After his release from prison in Alberta in 2013, Cléroux returned to settle in the east of the country. She will live alternately in Gatineau, Ontario and Vancouver until 2022, her extensive court file shows. She is charged with several other crimes (see other text).
Today, Joele Pharand-Fournier cannot believe that Brigitte Cléroux could so easily deceive so many authorities across the country.

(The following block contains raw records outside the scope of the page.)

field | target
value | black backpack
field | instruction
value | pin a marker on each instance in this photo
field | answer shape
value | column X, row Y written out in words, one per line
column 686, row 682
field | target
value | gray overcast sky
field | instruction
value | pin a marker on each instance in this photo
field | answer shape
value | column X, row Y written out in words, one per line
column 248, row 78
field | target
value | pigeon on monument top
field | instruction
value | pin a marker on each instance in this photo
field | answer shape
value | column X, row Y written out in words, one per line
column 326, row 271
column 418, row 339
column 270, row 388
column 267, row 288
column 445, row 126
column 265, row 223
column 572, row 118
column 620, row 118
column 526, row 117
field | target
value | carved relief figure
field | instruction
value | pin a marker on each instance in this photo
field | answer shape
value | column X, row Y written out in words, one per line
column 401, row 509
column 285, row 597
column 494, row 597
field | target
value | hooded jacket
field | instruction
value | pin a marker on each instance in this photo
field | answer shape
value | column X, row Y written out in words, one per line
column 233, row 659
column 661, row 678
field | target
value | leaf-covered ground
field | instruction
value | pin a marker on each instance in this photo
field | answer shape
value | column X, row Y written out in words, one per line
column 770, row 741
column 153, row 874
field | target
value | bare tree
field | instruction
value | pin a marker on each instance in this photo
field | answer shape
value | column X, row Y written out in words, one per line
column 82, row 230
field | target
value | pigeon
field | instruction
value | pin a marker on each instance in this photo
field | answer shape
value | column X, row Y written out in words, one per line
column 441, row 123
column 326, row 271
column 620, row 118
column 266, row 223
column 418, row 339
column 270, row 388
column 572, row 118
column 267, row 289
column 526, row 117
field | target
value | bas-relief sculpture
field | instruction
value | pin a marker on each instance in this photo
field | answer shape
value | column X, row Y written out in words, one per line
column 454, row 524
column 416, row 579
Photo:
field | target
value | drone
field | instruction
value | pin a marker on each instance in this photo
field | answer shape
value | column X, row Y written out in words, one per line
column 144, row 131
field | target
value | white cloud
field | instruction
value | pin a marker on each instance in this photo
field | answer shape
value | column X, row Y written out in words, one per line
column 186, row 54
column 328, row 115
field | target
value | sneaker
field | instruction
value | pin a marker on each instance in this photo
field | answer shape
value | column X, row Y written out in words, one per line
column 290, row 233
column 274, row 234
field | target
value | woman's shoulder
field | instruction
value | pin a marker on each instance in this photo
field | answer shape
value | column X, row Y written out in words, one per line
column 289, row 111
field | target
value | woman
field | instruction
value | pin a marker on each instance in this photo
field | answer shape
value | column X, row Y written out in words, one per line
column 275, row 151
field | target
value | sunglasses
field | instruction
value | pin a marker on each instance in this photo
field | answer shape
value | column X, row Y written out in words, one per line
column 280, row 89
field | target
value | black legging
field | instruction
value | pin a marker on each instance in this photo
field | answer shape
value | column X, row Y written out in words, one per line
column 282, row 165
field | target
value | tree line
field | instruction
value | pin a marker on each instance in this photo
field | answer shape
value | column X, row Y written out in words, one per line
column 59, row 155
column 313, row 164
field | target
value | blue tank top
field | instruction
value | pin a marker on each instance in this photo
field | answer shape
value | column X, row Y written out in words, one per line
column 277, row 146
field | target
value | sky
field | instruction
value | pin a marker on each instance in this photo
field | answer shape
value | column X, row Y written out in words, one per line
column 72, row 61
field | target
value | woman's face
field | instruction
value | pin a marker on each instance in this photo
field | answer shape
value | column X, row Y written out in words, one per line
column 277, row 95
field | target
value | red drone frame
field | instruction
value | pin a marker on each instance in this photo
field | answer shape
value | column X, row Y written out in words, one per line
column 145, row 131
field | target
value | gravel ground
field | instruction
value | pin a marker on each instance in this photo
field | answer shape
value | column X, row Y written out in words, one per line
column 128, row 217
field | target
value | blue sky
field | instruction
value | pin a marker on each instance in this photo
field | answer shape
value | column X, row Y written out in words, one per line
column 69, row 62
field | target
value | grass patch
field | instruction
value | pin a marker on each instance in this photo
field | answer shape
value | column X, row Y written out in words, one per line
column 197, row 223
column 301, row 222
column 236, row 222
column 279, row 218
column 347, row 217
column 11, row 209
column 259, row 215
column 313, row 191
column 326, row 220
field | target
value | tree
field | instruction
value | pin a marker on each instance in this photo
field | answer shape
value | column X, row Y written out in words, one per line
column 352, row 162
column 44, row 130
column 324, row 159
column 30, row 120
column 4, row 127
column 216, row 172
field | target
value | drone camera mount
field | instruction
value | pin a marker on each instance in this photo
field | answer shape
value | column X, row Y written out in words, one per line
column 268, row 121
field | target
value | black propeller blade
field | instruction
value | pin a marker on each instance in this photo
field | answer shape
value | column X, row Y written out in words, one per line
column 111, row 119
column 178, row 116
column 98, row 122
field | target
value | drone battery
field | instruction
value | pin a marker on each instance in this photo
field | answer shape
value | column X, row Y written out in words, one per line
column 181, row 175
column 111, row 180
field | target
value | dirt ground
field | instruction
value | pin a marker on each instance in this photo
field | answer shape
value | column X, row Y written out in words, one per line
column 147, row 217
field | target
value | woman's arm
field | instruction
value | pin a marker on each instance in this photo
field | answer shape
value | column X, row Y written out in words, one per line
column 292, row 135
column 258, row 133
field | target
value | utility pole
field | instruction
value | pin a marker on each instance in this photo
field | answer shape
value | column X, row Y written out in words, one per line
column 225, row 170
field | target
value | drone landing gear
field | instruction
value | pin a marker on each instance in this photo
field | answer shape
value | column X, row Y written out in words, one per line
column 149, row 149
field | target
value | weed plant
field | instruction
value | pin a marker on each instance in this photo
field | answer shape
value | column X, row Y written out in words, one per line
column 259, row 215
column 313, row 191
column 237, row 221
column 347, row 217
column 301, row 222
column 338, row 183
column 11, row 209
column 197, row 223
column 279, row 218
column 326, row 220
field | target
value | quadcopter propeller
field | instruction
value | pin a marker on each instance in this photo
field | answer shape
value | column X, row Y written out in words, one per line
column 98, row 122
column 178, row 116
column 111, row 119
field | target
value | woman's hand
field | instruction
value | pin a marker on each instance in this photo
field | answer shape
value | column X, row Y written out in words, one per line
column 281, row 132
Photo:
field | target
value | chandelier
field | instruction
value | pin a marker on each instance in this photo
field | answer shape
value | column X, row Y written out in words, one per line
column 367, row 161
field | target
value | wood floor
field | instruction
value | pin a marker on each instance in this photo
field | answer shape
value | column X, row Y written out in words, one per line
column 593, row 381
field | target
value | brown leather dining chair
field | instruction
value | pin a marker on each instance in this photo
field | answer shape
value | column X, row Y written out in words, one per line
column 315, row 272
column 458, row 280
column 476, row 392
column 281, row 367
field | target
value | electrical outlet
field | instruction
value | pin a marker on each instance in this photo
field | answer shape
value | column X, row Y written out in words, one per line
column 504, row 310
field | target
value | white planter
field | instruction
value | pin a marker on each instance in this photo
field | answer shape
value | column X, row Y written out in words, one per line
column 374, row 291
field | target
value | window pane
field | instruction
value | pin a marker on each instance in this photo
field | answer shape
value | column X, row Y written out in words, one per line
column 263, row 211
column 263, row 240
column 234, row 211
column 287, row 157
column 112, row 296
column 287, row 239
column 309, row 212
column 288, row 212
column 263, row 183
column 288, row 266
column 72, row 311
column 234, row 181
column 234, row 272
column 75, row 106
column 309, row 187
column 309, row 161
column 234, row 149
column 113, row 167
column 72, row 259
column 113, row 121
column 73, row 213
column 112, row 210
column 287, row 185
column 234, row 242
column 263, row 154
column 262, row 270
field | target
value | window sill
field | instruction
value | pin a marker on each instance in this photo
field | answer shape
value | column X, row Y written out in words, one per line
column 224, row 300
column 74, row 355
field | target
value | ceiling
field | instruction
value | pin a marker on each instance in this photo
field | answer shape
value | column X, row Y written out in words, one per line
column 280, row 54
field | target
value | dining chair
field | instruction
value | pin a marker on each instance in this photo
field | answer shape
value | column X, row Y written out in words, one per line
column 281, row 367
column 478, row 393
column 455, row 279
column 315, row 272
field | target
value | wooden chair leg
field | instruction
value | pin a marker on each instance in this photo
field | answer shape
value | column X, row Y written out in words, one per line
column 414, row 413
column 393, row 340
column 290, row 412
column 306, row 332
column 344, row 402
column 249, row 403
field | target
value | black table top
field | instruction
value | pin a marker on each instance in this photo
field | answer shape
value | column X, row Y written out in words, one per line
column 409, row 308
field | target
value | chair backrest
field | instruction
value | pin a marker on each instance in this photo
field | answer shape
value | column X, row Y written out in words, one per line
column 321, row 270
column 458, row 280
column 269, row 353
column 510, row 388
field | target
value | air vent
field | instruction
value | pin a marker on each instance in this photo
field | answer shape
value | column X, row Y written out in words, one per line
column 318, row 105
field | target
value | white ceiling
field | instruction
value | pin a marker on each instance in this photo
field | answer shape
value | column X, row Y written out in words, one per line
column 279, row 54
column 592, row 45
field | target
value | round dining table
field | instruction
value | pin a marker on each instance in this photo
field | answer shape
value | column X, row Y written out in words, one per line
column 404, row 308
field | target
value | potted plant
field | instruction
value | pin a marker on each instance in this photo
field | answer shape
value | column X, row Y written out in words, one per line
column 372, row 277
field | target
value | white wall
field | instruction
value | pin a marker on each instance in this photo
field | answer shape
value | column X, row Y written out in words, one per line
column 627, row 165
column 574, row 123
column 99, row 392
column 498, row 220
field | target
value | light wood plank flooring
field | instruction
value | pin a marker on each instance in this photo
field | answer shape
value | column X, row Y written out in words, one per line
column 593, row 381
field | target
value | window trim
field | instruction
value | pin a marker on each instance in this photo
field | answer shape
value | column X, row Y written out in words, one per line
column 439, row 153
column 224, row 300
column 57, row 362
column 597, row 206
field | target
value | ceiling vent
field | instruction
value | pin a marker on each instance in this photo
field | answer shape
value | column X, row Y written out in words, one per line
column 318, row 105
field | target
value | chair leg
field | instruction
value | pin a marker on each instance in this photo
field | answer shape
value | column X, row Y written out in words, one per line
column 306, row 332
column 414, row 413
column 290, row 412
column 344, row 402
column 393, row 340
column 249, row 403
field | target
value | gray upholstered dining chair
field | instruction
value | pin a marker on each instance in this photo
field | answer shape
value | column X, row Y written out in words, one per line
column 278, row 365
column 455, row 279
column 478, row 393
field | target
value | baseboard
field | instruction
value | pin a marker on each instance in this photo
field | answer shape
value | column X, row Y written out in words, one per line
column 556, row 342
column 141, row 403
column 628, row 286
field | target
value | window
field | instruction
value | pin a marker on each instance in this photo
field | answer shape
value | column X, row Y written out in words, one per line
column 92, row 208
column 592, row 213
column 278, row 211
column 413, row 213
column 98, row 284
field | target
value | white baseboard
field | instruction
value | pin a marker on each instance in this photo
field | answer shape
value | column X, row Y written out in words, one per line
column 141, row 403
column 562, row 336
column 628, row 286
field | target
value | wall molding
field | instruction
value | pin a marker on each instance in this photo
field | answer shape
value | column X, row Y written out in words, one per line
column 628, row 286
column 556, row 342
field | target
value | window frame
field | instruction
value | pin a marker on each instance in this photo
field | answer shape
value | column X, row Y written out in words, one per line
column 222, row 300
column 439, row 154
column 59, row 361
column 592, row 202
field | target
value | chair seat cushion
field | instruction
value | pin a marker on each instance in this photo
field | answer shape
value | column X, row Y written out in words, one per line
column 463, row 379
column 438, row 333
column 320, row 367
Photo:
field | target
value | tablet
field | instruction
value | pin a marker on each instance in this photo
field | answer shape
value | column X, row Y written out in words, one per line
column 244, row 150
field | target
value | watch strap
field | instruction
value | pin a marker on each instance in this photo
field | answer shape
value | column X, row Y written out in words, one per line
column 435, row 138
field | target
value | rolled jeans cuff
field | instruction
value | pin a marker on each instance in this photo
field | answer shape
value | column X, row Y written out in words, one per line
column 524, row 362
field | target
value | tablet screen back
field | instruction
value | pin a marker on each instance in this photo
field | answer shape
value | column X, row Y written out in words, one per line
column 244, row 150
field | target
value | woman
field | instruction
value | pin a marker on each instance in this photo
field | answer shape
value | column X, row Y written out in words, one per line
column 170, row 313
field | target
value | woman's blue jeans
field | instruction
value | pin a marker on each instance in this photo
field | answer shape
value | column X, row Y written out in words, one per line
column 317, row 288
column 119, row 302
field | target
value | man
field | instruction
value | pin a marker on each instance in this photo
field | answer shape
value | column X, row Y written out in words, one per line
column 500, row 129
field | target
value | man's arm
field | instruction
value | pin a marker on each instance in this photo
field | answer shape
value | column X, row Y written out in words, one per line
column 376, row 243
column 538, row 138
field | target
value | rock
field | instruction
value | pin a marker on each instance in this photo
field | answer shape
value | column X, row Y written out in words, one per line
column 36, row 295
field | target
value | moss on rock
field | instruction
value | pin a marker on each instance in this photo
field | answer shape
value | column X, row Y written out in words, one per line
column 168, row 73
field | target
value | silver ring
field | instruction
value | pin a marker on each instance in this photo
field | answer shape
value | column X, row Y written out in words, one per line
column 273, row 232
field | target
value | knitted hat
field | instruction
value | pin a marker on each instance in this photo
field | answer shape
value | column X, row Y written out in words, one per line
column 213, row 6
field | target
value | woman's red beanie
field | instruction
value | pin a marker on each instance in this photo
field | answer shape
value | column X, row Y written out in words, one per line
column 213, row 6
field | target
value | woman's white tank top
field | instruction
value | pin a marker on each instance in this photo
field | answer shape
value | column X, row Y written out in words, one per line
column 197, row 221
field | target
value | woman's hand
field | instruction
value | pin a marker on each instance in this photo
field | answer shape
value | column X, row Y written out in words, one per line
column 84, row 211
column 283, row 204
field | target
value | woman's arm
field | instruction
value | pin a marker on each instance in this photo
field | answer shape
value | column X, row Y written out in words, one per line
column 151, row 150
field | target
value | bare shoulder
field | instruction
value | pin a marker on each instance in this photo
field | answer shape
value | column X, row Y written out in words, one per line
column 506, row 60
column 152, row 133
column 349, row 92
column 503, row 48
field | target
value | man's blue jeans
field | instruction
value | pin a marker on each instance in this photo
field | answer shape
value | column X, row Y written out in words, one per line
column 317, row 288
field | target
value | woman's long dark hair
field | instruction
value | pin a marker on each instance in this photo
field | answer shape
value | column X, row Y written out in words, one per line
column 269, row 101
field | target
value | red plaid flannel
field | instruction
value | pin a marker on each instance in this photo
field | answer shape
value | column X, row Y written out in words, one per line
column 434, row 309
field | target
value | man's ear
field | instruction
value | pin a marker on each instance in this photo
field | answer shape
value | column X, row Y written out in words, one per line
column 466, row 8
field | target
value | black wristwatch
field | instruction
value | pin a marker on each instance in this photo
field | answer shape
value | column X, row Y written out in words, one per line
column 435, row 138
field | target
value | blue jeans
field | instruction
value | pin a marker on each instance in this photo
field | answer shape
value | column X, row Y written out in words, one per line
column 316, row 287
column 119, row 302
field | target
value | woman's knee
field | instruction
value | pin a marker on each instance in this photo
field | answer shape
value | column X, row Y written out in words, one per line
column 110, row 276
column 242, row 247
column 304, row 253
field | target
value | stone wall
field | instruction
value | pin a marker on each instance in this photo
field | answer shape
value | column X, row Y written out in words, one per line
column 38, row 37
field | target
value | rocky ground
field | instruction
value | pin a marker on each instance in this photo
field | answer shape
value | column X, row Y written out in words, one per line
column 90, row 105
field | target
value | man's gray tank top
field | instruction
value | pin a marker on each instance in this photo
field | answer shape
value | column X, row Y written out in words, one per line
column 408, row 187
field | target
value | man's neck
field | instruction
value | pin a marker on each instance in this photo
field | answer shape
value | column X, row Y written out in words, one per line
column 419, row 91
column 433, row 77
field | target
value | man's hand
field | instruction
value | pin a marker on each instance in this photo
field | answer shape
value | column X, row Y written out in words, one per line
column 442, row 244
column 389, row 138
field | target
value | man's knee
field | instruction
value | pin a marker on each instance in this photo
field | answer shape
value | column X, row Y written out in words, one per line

She remains characterized by adventure. “Since then, I have found it extremely difficult to trust people. “I haven’t found any real friends since then,” she says.
What do we know about Brigitte Cléroux?
Born January 3, 1972
Number of his convictions since adulthood: more than sixty, mainly for fraud, attempted fraud, theft, identity theft and forgery.
Names used at various times in her life: Brigitte Cléroux, Brigitte Marier, Brigitte Denise Cléroux, Brigitte Fournier, Bridget Clairemont, Mélanie Cléroux, Mélanie Gauthier, Melanie Thompson, Mélanie Smith, Mélanie Cousineau, Brigitte Cléroux Andrews, Brigitte Cartier Cléroux, Brigette Clairoux , Bridgette D Cleroux, Briditte Cleroux, Brigette Denise Cleroux, Brigitte Crooks, Pauline Hobbs Cardinal, Jaymee Bridgette Pavelich, Brigitte D Holloway.